What: The Art of Storytelling Storybook Character Parade

When: 10 a.m. – 10:45 a.m. Saturday. The first 100 kids in costume win prizes during the festival that immediately follows the parade and ends at 4:30 p.m.

Where: Main Library, 101 W. Flagler St. in downtown Miami

Cost: Free

For more information: Call 305-375-2665 or visit

South Florida News Service

A few times a week, Sofia Beatriz Vizcarra, 8, visits the Miami-Dade County Public Library branch in Kendall to read fairy tales. But this Saturday, she will become a princess.

“My favorite books are princess stories,” said Vizcarra, who will dress-up as a princess for the first Miami-Dade Public Library’s Art of Storytelling Parade. She will be one of many children and parents marching from the main library in downtown Miami at 10 a.m. on Saturday to kick off the 13th Annual International Storytelling Family Festival.

”I’m going as Princess Ariel with a green tail,” said Vizcarra.

Kids like Vizcarra can attend the all-day Storytelling Family Festival immediately following the parade, with author readings, a 6-foot-tall puppet performance and a “Teen Zone.”

The specialized “Teen Zone” area for readers ages 12 to 19 will have rock performances, a “zombie attack” activity and a video game contest.

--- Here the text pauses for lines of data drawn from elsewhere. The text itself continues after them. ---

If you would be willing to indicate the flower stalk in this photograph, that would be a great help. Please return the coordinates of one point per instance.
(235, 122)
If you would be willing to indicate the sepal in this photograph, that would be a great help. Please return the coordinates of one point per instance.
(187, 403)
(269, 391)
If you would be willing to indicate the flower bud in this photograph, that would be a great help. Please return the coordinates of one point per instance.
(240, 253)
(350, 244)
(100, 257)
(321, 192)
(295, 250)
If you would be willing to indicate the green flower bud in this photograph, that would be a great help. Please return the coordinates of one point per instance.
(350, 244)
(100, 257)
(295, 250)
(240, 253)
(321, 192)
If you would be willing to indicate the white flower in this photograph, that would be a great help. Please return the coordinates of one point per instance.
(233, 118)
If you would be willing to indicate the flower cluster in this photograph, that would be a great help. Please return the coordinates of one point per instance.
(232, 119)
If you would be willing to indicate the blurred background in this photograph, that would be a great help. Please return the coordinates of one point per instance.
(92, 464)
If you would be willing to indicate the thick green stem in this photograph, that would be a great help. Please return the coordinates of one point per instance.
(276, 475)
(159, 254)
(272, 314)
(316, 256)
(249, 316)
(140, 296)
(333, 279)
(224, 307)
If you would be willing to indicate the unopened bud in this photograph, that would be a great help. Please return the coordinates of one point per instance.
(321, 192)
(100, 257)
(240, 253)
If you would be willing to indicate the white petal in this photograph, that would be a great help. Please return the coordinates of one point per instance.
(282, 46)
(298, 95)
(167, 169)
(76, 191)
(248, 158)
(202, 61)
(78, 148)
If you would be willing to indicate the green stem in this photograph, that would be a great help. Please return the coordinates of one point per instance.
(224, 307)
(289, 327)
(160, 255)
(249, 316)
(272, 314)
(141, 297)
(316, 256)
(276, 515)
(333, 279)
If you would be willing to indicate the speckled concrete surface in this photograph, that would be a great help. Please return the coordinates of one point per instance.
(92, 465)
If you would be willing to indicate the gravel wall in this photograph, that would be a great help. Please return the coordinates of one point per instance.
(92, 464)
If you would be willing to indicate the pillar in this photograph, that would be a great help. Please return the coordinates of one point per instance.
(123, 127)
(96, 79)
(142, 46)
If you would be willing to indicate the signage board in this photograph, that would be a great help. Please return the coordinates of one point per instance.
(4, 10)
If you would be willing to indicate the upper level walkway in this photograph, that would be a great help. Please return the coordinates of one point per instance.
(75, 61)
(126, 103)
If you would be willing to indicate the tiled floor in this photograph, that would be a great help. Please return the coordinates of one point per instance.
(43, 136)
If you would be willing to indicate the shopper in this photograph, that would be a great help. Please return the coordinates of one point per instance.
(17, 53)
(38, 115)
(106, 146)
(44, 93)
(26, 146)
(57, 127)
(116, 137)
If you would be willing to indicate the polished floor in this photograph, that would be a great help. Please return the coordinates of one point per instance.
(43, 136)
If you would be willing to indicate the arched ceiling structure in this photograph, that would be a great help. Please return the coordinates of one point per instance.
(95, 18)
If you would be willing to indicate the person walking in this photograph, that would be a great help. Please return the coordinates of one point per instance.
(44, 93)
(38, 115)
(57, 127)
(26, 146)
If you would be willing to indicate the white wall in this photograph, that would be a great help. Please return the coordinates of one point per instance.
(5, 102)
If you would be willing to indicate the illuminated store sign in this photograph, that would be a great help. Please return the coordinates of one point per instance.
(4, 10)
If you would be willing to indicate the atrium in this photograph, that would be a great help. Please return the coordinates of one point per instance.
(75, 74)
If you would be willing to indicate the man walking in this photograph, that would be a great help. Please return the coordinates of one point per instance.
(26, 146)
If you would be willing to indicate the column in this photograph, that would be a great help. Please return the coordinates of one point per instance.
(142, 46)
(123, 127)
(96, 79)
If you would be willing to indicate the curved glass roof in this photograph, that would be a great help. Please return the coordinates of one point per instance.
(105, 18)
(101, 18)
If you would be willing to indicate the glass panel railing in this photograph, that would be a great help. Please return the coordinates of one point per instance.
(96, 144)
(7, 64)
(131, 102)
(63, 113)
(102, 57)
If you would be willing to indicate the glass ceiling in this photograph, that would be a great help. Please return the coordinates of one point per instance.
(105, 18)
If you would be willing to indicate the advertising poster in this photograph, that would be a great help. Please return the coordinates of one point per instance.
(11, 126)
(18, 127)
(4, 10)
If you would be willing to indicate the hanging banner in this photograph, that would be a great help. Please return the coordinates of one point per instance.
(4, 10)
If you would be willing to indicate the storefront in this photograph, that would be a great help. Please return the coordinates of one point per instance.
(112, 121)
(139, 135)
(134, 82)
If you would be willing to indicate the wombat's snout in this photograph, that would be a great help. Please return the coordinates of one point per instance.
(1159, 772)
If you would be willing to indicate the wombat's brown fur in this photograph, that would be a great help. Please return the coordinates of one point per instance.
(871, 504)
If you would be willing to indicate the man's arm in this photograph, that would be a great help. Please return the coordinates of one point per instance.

“The purpose of the festival is to show kids that before computers and texting, there existed an oral tradition of storytelling,” said Victoria Galan, 46, a spokeswoman for the Miami-Dade County library system.

Every year, a variety of reading events take place throughout April across Miami-Dade county library branches, from Miami Lakes to Coral Gables.

Libby Kirsch, associate director at the Children’s Creative Learning Center at Florida International University, said the community has to make reading meaningful to kids to get them excited about books.

“There needs to be a love of literature. Those skills build as you’re looking at words on a page,” said Kirsch. “I don’t think electronics could ever take the place of a book.”

Vinora Hamilton, outreach coordinator for the library system, agrees. She said storytelling is an important part of the community and the festival hopes to attract children throughout the day’s events to get them excited about reading.

“Everyone in South Florida has a different story, and we have an incredible story,” said Hamilton. “It’s incredible to bring the community together.”